Birmingham Liver Unit: Use of Marginal Donors for Liver Transplantation.
Starkey G, Buckels J.
Clinical Transplants 2008, Chapter 13
There has been an increase in demand for liver transplantation throughout the world. When coupled with static donor rates, this has forced units into adopting strategies to maximize their donor utilization to minimize waiting list mortality. There have been different approaches to this problem and some centres have adopted living-related liver transplantation as their principal source of organs. In Birmingham the donor pool has been expanded through the liberal use of marginal donors and the splitting of suitable livers to produce 2 grafts, By using marginal grafts, the chance of poor initial liver function is increased and the patient needs to be fit enough to tolerate this insult.
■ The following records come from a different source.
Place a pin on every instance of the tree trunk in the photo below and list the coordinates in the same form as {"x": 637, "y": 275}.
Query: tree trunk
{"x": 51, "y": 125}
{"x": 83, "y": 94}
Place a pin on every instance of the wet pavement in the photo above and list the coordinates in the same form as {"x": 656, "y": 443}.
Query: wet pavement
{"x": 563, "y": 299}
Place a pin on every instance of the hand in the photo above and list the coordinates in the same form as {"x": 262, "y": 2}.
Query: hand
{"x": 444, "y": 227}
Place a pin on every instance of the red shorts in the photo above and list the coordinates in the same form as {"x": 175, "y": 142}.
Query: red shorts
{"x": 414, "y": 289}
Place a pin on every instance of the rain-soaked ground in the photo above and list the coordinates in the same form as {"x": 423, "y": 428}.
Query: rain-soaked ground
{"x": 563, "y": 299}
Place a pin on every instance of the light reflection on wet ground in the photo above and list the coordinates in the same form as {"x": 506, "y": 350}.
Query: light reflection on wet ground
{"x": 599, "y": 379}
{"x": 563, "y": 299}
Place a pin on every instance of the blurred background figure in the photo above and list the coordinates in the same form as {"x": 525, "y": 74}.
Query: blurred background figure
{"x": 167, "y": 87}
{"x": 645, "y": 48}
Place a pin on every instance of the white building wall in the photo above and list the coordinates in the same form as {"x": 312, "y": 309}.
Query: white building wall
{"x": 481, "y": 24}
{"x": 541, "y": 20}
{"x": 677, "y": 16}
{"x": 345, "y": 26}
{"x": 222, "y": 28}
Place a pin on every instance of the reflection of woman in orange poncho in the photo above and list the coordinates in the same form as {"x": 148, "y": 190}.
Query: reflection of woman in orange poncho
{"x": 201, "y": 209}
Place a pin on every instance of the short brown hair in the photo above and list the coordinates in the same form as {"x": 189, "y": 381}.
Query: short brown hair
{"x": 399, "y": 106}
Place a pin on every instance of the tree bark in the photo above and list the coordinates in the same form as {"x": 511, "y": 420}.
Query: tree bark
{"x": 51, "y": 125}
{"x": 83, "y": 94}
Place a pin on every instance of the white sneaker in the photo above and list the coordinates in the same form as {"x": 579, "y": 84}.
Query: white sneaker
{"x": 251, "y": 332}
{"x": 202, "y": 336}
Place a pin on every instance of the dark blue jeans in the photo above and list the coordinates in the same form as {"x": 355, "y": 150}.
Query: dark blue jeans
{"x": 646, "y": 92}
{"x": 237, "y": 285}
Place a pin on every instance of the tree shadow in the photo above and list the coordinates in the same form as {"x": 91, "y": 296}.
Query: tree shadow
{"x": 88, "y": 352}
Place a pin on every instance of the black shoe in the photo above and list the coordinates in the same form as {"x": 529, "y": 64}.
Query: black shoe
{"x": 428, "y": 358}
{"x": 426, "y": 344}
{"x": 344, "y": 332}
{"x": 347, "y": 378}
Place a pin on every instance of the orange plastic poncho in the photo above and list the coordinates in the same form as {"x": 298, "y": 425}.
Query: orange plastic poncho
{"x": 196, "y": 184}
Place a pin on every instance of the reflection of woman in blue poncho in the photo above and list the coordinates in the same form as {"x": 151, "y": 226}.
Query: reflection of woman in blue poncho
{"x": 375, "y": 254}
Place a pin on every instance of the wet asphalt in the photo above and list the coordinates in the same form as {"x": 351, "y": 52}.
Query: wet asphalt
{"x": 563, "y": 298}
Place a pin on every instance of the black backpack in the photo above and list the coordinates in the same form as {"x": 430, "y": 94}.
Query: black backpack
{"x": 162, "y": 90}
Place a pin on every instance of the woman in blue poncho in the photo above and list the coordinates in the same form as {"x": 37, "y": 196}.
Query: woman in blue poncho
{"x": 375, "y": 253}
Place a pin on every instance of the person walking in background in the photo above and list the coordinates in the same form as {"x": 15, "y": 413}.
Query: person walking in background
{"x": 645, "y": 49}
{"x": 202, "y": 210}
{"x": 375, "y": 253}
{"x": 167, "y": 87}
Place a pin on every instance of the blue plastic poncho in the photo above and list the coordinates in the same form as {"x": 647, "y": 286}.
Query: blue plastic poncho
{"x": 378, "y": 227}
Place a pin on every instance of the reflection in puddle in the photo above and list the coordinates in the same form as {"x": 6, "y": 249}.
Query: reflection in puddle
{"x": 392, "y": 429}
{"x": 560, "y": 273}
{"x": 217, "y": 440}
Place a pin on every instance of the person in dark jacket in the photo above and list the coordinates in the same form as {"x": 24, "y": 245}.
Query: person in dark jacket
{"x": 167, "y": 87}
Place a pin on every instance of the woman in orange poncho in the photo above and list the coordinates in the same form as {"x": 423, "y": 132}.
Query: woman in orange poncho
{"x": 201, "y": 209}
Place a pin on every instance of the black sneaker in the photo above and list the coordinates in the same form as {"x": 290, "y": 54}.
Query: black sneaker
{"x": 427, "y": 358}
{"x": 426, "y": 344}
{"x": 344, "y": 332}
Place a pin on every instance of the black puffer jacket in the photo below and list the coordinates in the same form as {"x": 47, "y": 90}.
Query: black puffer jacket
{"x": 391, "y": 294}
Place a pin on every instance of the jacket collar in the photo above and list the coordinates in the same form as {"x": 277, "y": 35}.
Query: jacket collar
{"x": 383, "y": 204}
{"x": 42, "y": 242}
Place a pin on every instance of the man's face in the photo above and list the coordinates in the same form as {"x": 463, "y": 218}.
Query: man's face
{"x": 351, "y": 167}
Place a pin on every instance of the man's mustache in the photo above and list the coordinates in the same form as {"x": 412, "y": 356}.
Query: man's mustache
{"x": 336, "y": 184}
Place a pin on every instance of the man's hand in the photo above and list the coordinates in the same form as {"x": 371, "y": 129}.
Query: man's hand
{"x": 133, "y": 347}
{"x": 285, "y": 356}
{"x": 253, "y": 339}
For this reason, the use of split livers and marginal donors heightens the importance of recipient selection. Minimising cold ischaemia time is also more critical when dealing with marginal livers. When deciding whether a graft is suitable for splitting, anatomical factors as well as donor characteristics should be taken into account and it is wise to avoid marginal livers for the procedure. When appropriately allocated, marginal livers have been shown to be safe, although their use of will result in increased complications. This increase is probably justifiable given the large number of patients who may benefit from the use of these grafts. There is no ideal marker or scoring system to measure potential donor livers. In the future there may be better markers for predicting out- comes following liver transplantation. For now, the use of marginal donor livers is an important tool in maximizing the benefit to patients needing liver transplantation.